Before I begin, allow me to preface by stating how heinous I think the treatment of non-caucasian races has been throughout history, in particular blacks. I am not of colour, but I am a historian, so I have at least some small understanding of the horrific nature of human past.
So please understand I am not taking issue with your post or sentiment, just woth one statement within:
QUOTE
I think the question is, why would the black community accept any white American from that pastime. No one (not all) seemed to care we were treated less than equal.
Its funny, we talk all time about how terrorists want to take our freedoms away and Americans have a history of doing exactly the same thing.
This one puzzled me. Why would the black community 'hate' people from a different era and a different time like that? While in NO WAY trying to justify slavery, these people were a product of their time, recall that slavery was only removed in the UK in 1772, 50 years before it was common practice all over the world. That does not justify it by ANY stretch, but it does place it in real context.
As an example, until the first world war, women were second class citizens, unable to vote or have certain legal rights.

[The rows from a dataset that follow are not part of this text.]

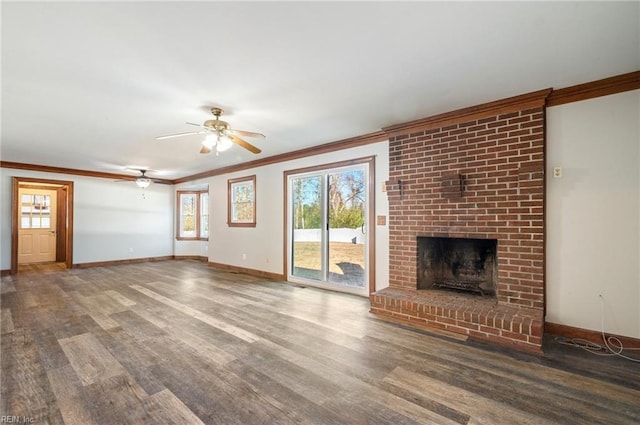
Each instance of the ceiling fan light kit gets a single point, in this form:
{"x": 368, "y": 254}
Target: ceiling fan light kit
{"x": 143, "y": 182}
{"x": 219, "y": 135}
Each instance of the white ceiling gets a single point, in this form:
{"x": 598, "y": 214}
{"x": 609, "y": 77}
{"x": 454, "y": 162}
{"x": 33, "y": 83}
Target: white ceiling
{"x": 90, "y": 85}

Again, wrong and absurd in hindsight, but does that mean women are justified in not accepting any historical figures prior to suffrage, in particular if these figures had nothing to do with the continued opression?
Mankind, one must be ashamed to say, has always measured itself by compairason. There have been slaves since the dawn of time; under The mesopotamian civilisations, Egypt, Greece Rome, through the dark ages in Europe, and so on.
Unless your country is less than 200 years old, every nation on the planet has a history of slavery in one form or another. Again, not a justification, but a reality. I think everyone here would say we are a FAR, FAR better world now that the institutuion is gone from the first world, but the fact that it once existed should not lead us to dismiss or discredit figures who lived at a less civilised time.